The talk was, albeit puzzling to him, also enlightening, even in this first part of their ride, of the things Crissand and the other lords had suffered, and what the villages needed. They had a certain shyness of each other at the first, and Crissand seemed to worry about offending him, telling the truth as Crissand would, but everything Crissand said, he heard. From orchards and sheep they talked on about this and that, gossiped about various of the lords, but none unkindly: Drumman’s ambition for a new breed of sheep, Azant’s daughter’s two marriages, her widowed at Lewenbrook, only seven days a bride—but not the only tragedy.

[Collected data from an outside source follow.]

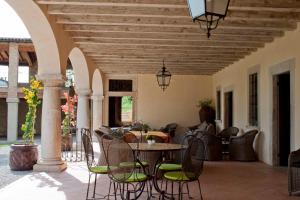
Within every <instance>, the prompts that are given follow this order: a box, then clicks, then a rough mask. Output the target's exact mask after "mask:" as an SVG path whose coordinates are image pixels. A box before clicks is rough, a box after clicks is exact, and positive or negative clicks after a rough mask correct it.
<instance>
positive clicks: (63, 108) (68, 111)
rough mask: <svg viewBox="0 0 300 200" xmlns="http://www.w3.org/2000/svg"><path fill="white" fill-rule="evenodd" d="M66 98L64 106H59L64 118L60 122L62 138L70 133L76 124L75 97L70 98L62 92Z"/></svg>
mask: <svg viewBox="0 0 300 200" xmlns="http://www.w3.org/2000/svg"><path fill="white" fill-rule="evenodd" d="M64 96H65V98H66V103H65V105H62V106H61V110H62V111H63V112H64V114H65V117H64V119H63V121H62V122H61V125H62V136H66V135H68V134H70V133H71V127H74V126H75V124H76V120H75V106H76V102H77V95H74V97H71V96H69V95H68V93H66V92H64Z"/></svg>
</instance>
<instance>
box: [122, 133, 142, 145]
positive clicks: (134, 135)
mask: <svg viewBox="0 0 300 200" xmlns="http://www.w3.org/2000/svg"><path fill="white" fill-rule="evenodd" d="M123 140H124V141H125V142H126V143H138V142H139V139H138V138H137V137H136V136H135V135H134V134H133V133H130V132H128V133H125V134H124V135H123Z"/></svg>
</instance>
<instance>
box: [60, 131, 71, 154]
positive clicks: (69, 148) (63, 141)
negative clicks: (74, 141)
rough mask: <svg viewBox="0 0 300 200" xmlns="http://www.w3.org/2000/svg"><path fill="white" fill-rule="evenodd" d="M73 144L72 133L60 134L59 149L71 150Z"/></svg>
mask: <svg viewBox="0 0 300 200" xmlns="http://www.w3.org/2000/svg"><path fill="white" fill-rule="evenodd" d="M72 144H73V138H72V134H67V135H62V136H61V149H62V150H63V151H71V149H72Z"/></svg>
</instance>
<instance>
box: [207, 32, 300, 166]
mask: <svg viewBox="0 0 300 200" xmlns="http://www.w3.org/2000/svg"><path fill="white" fill-rule="evenodd" d="M299 35H300V28H297V29H296V30H295V31H289V32H286V33H285V36H283V37H281V38H277V39H275V40H274V42H272V43H270V44H267V45H266V46H265V47H264V48H262V49H260V50H258V51H257V52H255V53H253V54H251V55H250V56H247V57H246V58H244V59H243V60H240V61H239V62H236V63H234V64H233V65H231V66H229V67H228V68H225V69H224V70H222V71H220V72H218V73H216V74H215V75H214V76H213V94H214V97H215V96H216V95H215V94H216V88H218V87H220V88H221V91H222V106H223V92H224V90H225V89H226V88H227V87H231V88H233V89H234V125H235V126H237V127H240V128H245V127H246V126H247V125H248V92H247V90H248V73H249V70H250V69H251V68H253V66H259V67H258V68H259V69H260V72H259V76H260V77H259V82H260V83H259V91H260V94H259V119H260V123H259V124H260V129H261V130H262V132H263V133H262V134H261V135H260V137H259V149H258V154H259V159H260V160H262V161H263V162H266V163H268V164H272V123H271V122H272V106H271V105H272V75H271V71H273V67H274V65H276V64H279V63H282V62H284V61H287V60H292V61H291V63H293V61H295V71H294V73H295V77H294V83H292V85H291V88H293V87H294V93H293V94H292V95H291V96H292V97H294V101H293V100H292V105H291V108H292V109H293V110H292V113H295V114H294V116H292V118H294V121H292V122H291V124H292V125H291V126H292V127H291V129H292V131H291V138H292V141H291V150H295V149H297V148H299V147H300V132H299V131H300V123H297V122H299V120H300V112H299V111H300V103H299V102H300V91H299V85H300V68H299V66H300V40H299ZM293 59H294V60H293ZM290 67H291V66H290ZM291 78H292V74H291ZM291 92H292V91H291ZM293 102H294V103H293ZM293 104H294V105H293ZM223 114H224V111H223V108H222V115H223ZM221 125H222V123H221Z"/></svg>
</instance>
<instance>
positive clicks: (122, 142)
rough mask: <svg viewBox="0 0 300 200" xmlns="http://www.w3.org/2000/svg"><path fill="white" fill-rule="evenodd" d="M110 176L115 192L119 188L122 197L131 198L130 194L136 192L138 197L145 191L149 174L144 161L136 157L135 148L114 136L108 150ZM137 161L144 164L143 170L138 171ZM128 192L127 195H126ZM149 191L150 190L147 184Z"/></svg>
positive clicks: (110, 178) (109, 172)
mask: <svg viewBox="0 0 300 200" xmlns="http://www.w3.org/2000/svg"><path fill="white" fill-rule="evenodd" d="M107 152H108V153H107V163H108V176H109V178H110V179H111V180H112V181H113V182H114V186H115V185H117V187H114V189H115V194H116V190H117V189H118V188H119V190H120V195H121V197H122V199H127V200H129V199H130V194H134V199H137V198H138V197H139V196H140V195H141V194H142V192H143V190H144V187H145V185H146V184H147V180H148V179H149V177H148V175H147V174H146V172H145V168H144V166H143V165H142V163H141V162H140V161H139V160H138V159H137V157H135V155H134V152H133V150H132V149H131V147H130V146H129V144H128V143H126V142H125V141H124V140H122V139H119V138H113V139H112V141H111V142H110V144H109V146H108V150H107ZM121 163H133V164H130V165H122V164H121ZM135 163H139V164H140V166H142V170H143V171H142V172H138V171H137V169H138V168H137V166H136V164H135ZM125 193H126V196H125V195H124V194H125ZM147 193H148V198H150V197H149V190H148V185H147Z"/></svg>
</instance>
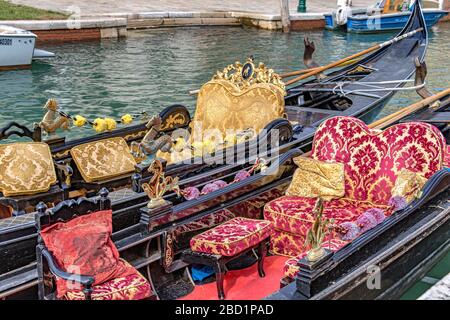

Parsynan, so he had no difficulty understanding at all, had done nothing to mend the situation in the villages, nothing to recover Emwy from its destruction, nothing to help Edwyll’s heavy losses, only to collect taxes for the coronation levy and further punish the villages that had helped win the day.

“Then the king’s men came counting granaries and sheep again,” Crissand said, “and that was the thing that pushed my father toward rebellion, my lord. We’ve no villages starving yet, but by next year they’d be eating the seed corn, and that, that, my lord, there’s no recovering. So the Elwynim offer tempted my father, and the king’s men made him angry. That’s the truth of it. I don’t excuse our actions, but I report the reason of them.”

“I’ve yet to understand all Parsynan’s reasons,” Tristen said, “but at least by what I’ve seen, he built nothing. And I want the repairs made and no great amount spent, and no gold ornaments, and none of this. Yet they want to carve the doors, which is a great deal of expense, and more time, yet everyone, even the servants, say I should do it… while the villages want food. Is that good sense?”